Centre for Scholarship and Innovation
We propose the development of OELAssist, a comprehensive system designed to revolutionise the student experience within the Open Engineering Lab (OEL) by addressing challenges faced by students during experiments. The primary issue we intend to investigate, and resolve is the occurrence of difficulties that hinder successful experiment completion, leading to attainment gaps and potential attrition.
The primary objectives of this project are to reduce attainment gaps, increase student retention, and promote progression for students engaging with OEL modules.
Our approach consists of two integral stages. In the first stage, we will collect and analyse data on student interactions with an experiment to identify when and where problems arise. Leveraging machine learning techniques, we will create sequential rules to establish a baseline for successful experiment completion. This initial phase is crucial for understanding student behaviour and challenges.
In the second stage, we will develop a system to detect issues in real-time and provide timely feedback to students. This feedback will not only indicate where students went off course but also offer remedial advice, supplemented with relevant theory and instructional materials. To achieve this, we will employ generative AI models, tailored to the course content and domain knowledge.
Anticipated outcomes include a reduction in attainment gaps, increased student retention, and improved progression rates for those engaging with OEL modules. By offering personalised support, we expect to enhance the learning experience, making it more accessible and rewarding for all students.

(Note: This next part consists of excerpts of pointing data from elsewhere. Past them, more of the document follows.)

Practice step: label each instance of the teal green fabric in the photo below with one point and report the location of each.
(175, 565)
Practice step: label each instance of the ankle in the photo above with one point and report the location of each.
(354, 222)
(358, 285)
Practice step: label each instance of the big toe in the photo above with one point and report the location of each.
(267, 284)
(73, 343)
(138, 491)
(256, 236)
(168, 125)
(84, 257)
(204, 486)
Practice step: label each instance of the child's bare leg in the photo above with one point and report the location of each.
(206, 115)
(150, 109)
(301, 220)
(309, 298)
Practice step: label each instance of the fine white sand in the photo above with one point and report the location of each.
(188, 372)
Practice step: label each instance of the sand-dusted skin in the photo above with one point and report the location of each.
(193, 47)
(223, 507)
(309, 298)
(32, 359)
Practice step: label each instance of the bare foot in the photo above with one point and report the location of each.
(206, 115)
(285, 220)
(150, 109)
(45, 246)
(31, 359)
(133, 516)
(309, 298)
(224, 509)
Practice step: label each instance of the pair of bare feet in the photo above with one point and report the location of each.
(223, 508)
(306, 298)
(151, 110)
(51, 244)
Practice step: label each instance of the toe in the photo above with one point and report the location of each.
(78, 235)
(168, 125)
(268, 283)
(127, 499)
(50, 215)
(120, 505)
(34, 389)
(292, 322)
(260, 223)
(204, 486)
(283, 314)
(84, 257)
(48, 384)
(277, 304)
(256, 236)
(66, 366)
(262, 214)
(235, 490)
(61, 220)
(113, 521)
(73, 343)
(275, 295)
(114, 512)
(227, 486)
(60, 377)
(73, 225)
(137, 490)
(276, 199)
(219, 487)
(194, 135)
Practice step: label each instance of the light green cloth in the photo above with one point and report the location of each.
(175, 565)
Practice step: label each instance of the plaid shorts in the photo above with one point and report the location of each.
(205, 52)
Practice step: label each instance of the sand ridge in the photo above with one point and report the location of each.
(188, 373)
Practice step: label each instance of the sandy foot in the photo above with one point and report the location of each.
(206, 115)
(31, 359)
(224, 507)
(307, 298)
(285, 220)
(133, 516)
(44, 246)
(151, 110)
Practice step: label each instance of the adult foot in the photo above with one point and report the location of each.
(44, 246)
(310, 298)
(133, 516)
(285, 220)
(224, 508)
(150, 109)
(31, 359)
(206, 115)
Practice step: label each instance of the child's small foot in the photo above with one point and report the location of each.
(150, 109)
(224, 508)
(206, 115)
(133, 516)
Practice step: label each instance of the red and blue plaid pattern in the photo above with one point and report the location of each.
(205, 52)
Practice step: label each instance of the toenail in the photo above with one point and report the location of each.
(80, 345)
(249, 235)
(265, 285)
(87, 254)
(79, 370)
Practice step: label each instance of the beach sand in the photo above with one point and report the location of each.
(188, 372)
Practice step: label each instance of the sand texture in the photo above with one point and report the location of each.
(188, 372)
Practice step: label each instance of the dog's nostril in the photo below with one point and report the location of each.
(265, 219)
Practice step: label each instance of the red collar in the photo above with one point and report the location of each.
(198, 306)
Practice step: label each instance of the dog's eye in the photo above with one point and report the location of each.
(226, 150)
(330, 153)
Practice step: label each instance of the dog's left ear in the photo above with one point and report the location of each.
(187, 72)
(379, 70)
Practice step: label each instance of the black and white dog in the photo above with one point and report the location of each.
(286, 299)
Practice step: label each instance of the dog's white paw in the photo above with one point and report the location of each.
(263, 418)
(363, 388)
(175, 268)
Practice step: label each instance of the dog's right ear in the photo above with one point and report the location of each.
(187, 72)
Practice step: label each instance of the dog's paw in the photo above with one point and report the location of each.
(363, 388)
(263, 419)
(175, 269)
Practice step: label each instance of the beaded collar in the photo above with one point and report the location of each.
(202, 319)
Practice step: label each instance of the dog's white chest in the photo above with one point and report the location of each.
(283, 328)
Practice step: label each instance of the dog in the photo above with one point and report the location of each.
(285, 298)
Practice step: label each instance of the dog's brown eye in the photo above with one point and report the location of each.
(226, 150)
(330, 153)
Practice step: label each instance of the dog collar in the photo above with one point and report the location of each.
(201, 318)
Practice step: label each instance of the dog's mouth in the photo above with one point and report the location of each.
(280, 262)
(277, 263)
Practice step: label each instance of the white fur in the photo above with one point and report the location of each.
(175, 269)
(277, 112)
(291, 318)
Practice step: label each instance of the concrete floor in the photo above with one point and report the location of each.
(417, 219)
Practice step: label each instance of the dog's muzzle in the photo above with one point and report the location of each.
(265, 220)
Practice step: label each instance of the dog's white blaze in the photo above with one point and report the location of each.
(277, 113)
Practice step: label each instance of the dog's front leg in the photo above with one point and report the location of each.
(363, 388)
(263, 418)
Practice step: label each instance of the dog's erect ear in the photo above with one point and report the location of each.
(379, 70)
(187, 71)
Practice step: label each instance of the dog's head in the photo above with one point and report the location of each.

The impact of OELAssist on staff and students is significant. For students, it means having access to a robust support system that can identify and address their difficulties promptly. This can boost their confidence, motivation, and ultimately, their success in engineering experiments. For staff, the project offers insights into student challenges and an automated means to provide tailored assistance, thereby improving teaching effectiveness.
The OELAssist project aims to revolutionise the OEL student experience by leveraging data-driven insights and generative AI to address difficulties faced during experiments. The anticipated impact includes increased student success, reduced attainment gaps, and enhanced teaching effectiveness, aligning with eSTEeM's goals of improving STEM education.